Quem ama e vive futebol sabe o quanto significou as perdas dessa terça-feira. Além de seres humanos brilhantes, havia atletas e profissionais da imprensa que acompanhávamos, comentávamos, cornetávamos, idolatrávamos e, acima de tudo, respeitávamos.

Ali estavam dezenas de sonhos; e mais, sonhos que estavam prestes a se realizar. Os jovens e experientes jogadores iam para a Colômbia viver que talvez fosse um dos momentos mais importantes de suas carreiras. O clube viveria a partida mais importante de sua história. E os jornalistas estavam perto de narrar a história acontecer.

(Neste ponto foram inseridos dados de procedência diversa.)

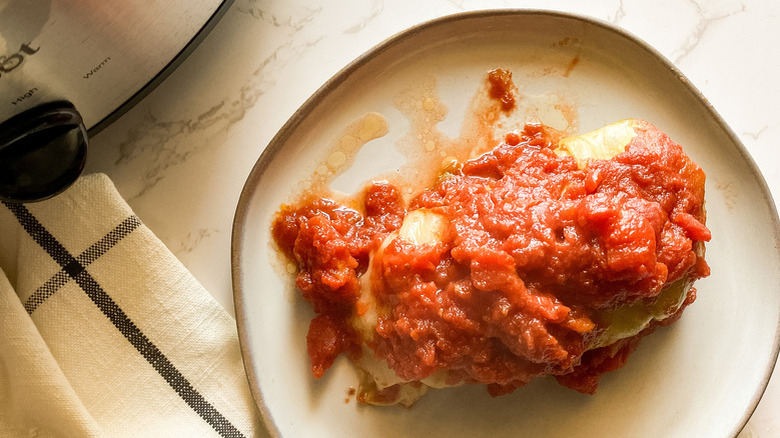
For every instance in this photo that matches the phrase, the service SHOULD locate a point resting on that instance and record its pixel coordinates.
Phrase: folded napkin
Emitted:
(103, 332)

Infelizmente tudo teve o desfecho que teve. Pensamos muito em não gravar esse drops, mas como forma de homenagem e relevância desse time da Chapecoense e dos profissionais que tanto nos abraçaram, não haveria forma mais respeitosa do que elogiá-los com um programa exclusivo.

Vemos assim que futebol é somente um pretexto para algo muito maior. É o esporte que nós amamos e vivemos ele 24 horas por dia e em momentos tristes como esse vemos a sua força. O rival reverencia o derrotado, o adversário de final cede espaço e aplaude, a torcida mais tradicional que não aguenta ver um jogador com um calção da cor do rival, hoje pede que o clube jogue todo de verde. Esse é o esporte que eu amo e quero viver.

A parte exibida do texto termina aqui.